La mamma infermiera si difende davanti al gip: "Non volevo far male a mio figlio"

Ha dichiarato che non voleva né uccidere né far del male al proprio bimbo di 4 anni. Per il momento rimane in isolamento nel carcere delle Vallette, ma i suoi legali hanno chiesto i domiciliari

Si è ancora lontani da una soluzione per il caso dell'infermiera di 42 anni arrestata negli scorsi giorni per aver somministrato insulina al figlio malato facendolo, di fatto, peggiorare di condizione. Dopo l'arresto la donna è stata trasferita in carcere alle Vallette e lì sta in isolamento, sorvegliata 24 ore su 24 per evitare che possa compiere gesti estremi.

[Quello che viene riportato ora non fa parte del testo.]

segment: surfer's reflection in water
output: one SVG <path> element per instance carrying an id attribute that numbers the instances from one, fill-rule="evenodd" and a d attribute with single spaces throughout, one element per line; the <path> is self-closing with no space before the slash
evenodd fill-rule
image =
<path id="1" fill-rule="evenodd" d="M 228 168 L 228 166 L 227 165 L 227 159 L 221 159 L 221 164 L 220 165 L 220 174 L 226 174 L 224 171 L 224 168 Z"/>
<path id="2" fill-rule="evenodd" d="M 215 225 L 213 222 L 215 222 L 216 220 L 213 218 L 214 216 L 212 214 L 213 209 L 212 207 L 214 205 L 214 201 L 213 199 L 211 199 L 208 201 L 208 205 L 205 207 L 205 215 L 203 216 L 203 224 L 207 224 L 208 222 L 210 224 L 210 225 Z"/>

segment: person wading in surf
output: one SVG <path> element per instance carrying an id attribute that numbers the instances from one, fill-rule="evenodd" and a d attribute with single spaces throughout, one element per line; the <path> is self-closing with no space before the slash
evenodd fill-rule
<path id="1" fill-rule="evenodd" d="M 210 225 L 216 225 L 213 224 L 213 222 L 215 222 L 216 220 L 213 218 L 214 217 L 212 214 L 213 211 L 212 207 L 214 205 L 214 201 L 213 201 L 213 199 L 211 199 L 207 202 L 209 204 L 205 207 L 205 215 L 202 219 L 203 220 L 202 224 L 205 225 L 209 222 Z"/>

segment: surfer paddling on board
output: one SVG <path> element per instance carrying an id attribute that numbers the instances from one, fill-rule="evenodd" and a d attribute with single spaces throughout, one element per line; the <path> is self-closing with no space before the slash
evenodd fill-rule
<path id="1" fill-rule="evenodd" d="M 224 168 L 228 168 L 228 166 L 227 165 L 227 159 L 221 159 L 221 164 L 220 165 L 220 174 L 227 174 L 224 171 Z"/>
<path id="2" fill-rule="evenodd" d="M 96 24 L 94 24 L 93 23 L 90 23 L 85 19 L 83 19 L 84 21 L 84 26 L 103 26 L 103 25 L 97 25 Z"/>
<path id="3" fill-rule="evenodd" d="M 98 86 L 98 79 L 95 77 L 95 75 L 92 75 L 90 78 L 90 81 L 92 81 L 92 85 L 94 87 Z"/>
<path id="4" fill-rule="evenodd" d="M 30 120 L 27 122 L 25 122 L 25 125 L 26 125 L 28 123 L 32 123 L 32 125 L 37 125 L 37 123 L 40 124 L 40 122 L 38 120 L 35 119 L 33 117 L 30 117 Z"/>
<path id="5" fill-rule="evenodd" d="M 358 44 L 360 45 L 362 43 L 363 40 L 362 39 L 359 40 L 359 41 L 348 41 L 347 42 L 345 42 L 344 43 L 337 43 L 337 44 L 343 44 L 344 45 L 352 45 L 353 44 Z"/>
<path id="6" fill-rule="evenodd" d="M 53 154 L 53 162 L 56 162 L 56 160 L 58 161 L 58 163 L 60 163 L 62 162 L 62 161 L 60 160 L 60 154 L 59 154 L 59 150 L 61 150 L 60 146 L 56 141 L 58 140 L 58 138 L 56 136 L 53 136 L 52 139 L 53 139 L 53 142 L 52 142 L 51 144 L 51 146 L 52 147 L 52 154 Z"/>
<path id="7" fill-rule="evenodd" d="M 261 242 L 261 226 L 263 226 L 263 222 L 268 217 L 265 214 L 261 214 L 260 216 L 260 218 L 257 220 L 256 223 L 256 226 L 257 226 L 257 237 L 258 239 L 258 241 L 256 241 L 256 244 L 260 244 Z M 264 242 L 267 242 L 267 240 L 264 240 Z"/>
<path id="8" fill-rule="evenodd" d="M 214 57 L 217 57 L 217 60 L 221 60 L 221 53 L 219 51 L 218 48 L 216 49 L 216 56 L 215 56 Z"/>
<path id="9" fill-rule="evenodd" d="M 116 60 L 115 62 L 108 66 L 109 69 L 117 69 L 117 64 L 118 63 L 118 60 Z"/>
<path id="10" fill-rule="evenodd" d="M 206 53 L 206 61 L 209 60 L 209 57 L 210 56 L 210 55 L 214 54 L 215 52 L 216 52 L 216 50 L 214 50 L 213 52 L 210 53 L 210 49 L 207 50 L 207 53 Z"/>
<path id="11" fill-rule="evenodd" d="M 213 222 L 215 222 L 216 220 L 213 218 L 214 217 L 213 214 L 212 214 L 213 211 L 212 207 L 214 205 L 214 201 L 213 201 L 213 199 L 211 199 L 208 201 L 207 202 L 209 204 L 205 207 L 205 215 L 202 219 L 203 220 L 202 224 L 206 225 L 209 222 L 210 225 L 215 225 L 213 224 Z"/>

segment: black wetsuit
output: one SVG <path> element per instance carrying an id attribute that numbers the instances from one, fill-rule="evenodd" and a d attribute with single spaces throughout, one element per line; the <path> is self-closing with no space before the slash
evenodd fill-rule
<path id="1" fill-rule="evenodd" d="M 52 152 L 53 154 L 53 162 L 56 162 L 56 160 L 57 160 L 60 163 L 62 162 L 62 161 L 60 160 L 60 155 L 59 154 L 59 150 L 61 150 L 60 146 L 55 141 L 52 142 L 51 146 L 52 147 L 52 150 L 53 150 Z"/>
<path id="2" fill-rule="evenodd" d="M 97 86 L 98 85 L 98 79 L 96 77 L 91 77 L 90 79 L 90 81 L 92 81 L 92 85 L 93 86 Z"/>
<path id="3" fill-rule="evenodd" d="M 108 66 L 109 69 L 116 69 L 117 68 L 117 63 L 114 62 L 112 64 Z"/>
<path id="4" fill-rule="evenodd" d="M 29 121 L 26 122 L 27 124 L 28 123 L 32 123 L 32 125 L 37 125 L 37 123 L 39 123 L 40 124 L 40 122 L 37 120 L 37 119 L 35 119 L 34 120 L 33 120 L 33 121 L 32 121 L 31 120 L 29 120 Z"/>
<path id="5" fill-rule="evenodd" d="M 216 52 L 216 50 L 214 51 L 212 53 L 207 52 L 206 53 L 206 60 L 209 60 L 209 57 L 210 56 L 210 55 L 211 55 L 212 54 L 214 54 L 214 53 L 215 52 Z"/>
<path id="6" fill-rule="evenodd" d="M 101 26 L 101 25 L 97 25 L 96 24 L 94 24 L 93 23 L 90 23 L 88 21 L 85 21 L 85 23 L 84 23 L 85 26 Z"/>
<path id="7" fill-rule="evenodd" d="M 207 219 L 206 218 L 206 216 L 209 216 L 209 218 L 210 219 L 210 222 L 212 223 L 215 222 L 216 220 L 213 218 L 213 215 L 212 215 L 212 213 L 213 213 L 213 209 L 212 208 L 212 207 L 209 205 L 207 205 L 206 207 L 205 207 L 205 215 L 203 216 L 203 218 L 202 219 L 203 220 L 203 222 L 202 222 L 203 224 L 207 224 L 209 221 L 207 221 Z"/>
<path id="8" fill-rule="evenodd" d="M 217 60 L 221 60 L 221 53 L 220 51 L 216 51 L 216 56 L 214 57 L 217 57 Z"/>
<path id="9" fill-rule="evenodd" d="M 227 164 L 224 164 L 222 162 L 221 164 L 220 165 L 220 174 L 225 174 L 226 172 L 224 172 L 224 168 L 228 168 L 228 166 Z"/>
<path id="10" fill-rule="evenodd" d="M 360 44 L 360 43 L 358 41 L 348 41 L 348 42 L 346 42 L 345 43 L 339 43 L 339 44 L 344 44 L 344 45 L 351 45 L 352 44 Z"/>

Davanti al gip Roberta Vicini la donna ha negato ogni accusa nei suoi confronti. Due ore di interrogatorio di garanzia che non sono serviti ad arrivare ad un punto. "Non volevo uccidere mio figlio", ha detto l'infermiera più volte. Anzi, secondo quanto affermato il suo era un tentativo disperato di far stare meglio il suo bimbo di 4 anni: questa la spiegazione del perché abbia inserito monodosi di insulina nel flacone della flebo. Identica spiegazione della donna è stata data anche dal padre della stessa.

Mentre continuano le indagini e gli accertamenti sulle condizioni del bambino, quest'ultimo ancora ricoverato all'ospedale Regina Margherita, la donna rimarrà in carcere. I suoi legali, gli avvocati Luca Dalla Tore ed Emiliana Olivieri, hanno chiesto al gip di poter passare agli arresti domiciliari, magari nella casa del padre di lei. Spunta anche una ipotesi, non confermata dagli avvocati, di richiesta di perizia psichiatrica sull'infermiera. Questa infatti, come si era subito supposto, potrebbe essere affetta da disturbo mentale chiamato "Sindrome di Münchhausen per procura" che affligge per lo più madri, spingendole ad arrecare un danno fisico al proprio figlio per attirare l'attenzione su di sé e godere della stima e dell'affetto delle persone che la circondano.